Kerry is in her office on Madison Avenue in New York. She is President of the Robert F. Kennedy Center for Justice and Human Rights. As a child in a very privileged condition she understood how many other people in the world were suffering injustice and discrimination. Very early on she decided to run the Center that her family and their friends had created in memory of her father, Robert F. Kennedy.
“We have three offices, one in Washington, one in New York and one in Florence. Next week I am going to Florence for a board meeting and the opening of a new library of five hundred volumes on Human Rights and International Issues. Our center is in the historic complex of Le Murate which became a combination of affordable housing and a center for arts and culture when Mayor Renzi was in office. We have a training institute there for human rights defenders and from there we are also fighting laws against social minorities – like in Uganda, where they just passed a law that punishes homosexuality with life imprisonment.”
Then you go to Turin?
Yes, we are opening an exhibition of photographs of John F. Kennedy, Robert F. Kennedy and Martin Luther King at the Rosselli Foundation from May 19th. We are at the 50th Anniversary of the Civil Rights Movement. We do this not only as a reminder, but also because ‘What’s Past is Prologue’ and there are many issues that we face as a society today which require the same kind of organization and determination for justice.
What is the goal of the Center? What is your role?
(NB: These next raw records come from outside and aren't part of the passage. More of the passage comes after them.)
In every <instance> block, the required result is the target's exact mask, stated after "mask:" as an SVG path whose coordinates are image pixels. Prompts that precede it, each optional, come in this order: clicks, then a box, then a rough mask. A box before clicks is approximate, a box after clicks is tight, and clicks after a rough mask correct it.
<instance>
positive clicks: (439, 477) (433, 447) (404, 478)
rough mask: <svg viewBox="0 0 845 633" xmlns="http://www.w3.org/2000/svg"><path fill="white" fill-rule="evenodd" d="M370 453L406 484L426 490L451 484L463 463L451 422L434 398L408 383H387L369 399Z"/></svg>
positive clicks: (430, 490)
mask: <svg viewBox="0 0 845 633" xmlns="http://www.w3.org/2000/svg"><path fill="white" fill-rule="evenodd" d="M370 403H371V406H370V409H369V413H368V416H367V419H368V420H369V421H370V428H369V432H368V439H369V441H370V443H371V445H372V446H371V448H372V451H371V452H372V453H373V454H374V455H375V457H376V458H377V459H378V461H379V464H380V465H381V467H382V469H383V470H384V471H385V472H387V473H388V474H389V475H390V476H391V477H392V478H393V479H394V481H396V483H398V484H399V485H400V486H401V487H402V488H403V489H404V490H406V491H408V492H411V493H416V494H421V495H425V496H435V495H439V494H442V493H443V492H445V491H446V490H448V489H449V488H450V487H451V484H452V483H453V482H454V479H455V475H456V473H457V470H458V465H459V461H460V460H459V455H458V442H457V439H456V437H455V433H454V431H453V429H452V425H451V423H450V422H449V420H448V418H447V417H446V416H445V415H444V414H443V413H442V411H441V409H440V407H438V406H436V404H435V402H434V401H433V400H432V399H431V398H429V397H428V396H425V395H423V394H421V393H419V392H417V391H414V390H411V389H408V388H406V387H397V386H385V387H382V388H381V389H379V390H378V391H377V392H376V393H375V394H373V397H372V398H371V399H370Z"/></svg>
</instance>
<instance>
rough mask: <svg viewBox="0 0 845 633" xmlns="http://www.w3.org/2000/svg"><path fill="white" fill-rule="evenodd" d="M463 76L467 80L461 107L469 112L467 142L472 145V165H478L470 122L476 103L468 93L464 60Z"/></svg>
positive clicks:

The Foundation was started by the family of Robert F. Kennedy and his friends, to realize his vision of justice. So we work on Human Rights issues in Italy, in the USA and around the world. There are major problems around the world today like violence against women, global warming, war in Syria, Middle East, Russia, Crimea, terrorism, these issues are all violations of Human Rights. So, we believe that if we can get governments and corporations, husbands and classmates to stop violating Human Rights, we can create a just world.
Do you have good results?
I am very optimistic because when I started working on Human Rights in 1981 all Latin America was under right wing military dictatorship and today, except for Cuba, they are all democracies. All Eastern Europe was under communism and today there is not a communist government in Eastern Europe. South Africa was at the height of Apartheid and today it has had a series of freely elected governments, elected by the majority of the people. Women’s rights were not on the international agenda until 1995, when Hillary Clinton declared in Beijing that, “Women’s rights are human rights.” That was a revolutionary thing to say in 1995 and today CEDAW, the women’s rights convention of the UN, has been ratified by one hundred and eighty-three countries. So we have seen huge, massive changes and those changes have come about not because governments or militaries or multinational corporations wanted these changes to happen but because ordinary people harnessed the dream of freedom and made it come through.
What about you?
I am the President of the Center and I am responsible for raising funds of over ten million US dollars per year. We get them from individuals, corporations, governments or, in Italy, bank foundations. I am responsible for our programs and to making sure that they are impactful. I am an ambassador for the organization and I have written articles and a couple of books.
Why didn’t you follow your father’s footsteps in elected office?
I think that there is an important role to play in elected office and I have enormous admiration for many people who take that route. When I was in law school there was an open seat in the city government of Boston. I thought about it, but my heart has always been in international issues and this is the work I want to do. Running for office and getting elected would be a compromise for me in too many ways. It can give you power, but for what? In many things, but not in what I am interested to do.
Do politicians listen to you?
Not enough. If they did, it would be better (she said, smiling). But I am grateful for the open relationship that I have with many leaders in our country and other countries around the world.
Are you going to support Hillary for President?
Yes, she is a wise woman and a great leader. I have more to learn from her on these issues.
And President Obama?
We have had a good rapport with the White House. He hosted our defenders from Zimbabwe, the White House supported our work on sexual minorities in Uganda and other countries. They are good allies in our work in Mexico for civilian jurisdiction.
And what sort of relationship do you have with the Italian leaders?
I know Renzi because of our work in Florence. He is a big fan of Robert Kennedy and I am very excited that Italy has a man like Renzi after Berlusconi. I think he is a man not only with a sense of vision, but also you have the sense that for him a day has not enough hours to get everything done and there is an almost frenetic energy of not only coming up with ideas, but actually doing the change he has said he is going to do – and that makes him an exceptional political leader.
What are your new issues?
What we are doing now is called RFK Compass. We bring together about a hundred people who control between three to five trillion dollars and we bring them together three times a year to talk about the impact of human rights violation and environmental degradation and corruption on their investment outcome.
If they asked you to choose one issue of the Universal Declaration of Human Rights?
It would be empowering women, because women are fifty per cent of people and whenever they are in power there are more implications to stop Human Rights violations.